Application Tuning in go: Benchmarks

January 15, 2018

One of the best parts about writing and maintaining software with go is that it comes with “batteries included” for developing scalable applications. Beyond just verifying the correctness of your code using go’s testing package, you can just as easily measure and track the performance of your code, using more or less the same paradigms and constructs. To illustrate the power and simplicity of benchmarks, this post walks through an example, real-world, tuning scenario.

Our sample program

For our exercise we will be tuning the performance of a statsd client that our hypothetical web server relies on. Our server calls out to this client multiple times when serving each request, making it a very “hot” region of code. By using pprof, we have identified that we are spending a lot of CPU time in one function - a small utility for adding tags to a stat string as per the DogStatsD spec.

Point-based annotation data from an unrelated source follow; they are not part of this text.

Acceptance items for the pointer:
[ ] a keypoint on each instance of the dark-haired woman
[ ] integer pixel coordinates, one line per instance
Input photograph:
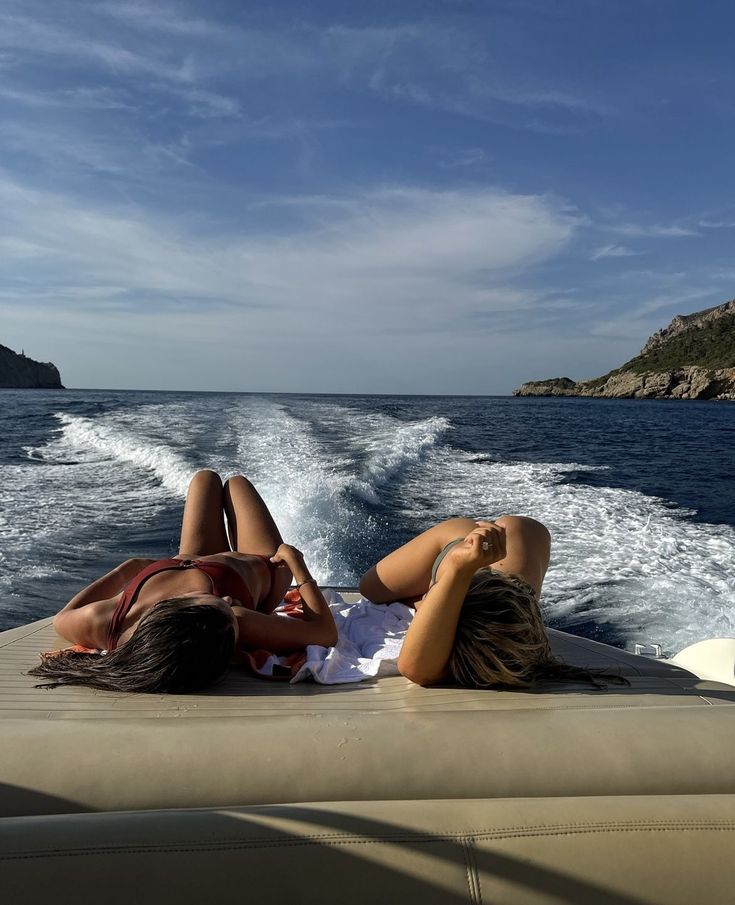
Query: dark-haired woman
(175, 625)
(475, 586)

// fmtStatString takes a preformatted statting string and appends
// a flattened map of tags to it.
func fmtStatStr(stat string, tags map[string]string) string {
  parts := make([]string, 0, len(tags))
  for k, v := range tags {
    if v != "" {
      parts = append(parts, fmt.Sprintf("%s:%s", clean(k), clean(v)))
     }
  }

  return fmt.Sprintf("%s|%s", stat, strings.Join(parts, ","))
}

Writing A Benchmark

The process of writing benchmarks should be very familiar to those who have written a functional test in go before. The key difference is a different parameter to your testing function - *testing.B instead of *testing.T, as well as the inclusion of a small looping construct in the body of your test.

Most benchmarks ultimately end up resembling this pattern:

func exLog() {
  log.Println("bench")
}

func BenchmarkLogging(b *testing.B) {
    for i := 0; i < b.N; i++ {
      exLog()
    }
}

Under the hood, the go test tool will the execute code inside of the benchmark loop until a certain time limit is reached, at which point it is simple to derive performance characteristics from the number of iterations that finished and the resource consumption of your application during that time.

In order to get the absolute tightest bound on your application’s true performance, you should design your benchmark so that you have only the code you wish to measure inside the benchmark “for” loop. By doing any setup outside of the benchmark loop and then calling b.ResetTimer you will ensure that no allocations or cycles spent during setup will pollute your results.

For our fmtStatStr function, we don’t need a lot of prep-work and can write a straightforward benchmark:

func BenchmarkLogging(b *testing.B) {
    for i := 0; i < b.N; i++ {
      fmtStatStr("handler.sample", map[string]string{"os": "osx", "locale": "en-US"})
    }
}

Running your benchmark

You can run your benchmarks via the go test tool simply by adding a few flags, like so:

go test -memprofile -bench=.

After running this command and waiting a few seconds you should see something like this output to your terminal:

BenchmarkLogging-4     1000000       1462 ns/op      584 B/op       14 allocs/op

The output can be read from right to left as

The name of the benchmark function
The number of iterations the loop was run for.
The number of nanoseconds of system time each iteration took.
The number of bytes allocated per iteration.
The number of distinct allocations that took place in each operation.

Analyzing and Iterating

Now that we have a good baseline of our program’s performance, we can begin refactoring our code to see how much work we can shave off. There is no single process or magical remedy for all performance issues, but a few quick Google searches and a dive into the relevant go docs is probably a good place to start.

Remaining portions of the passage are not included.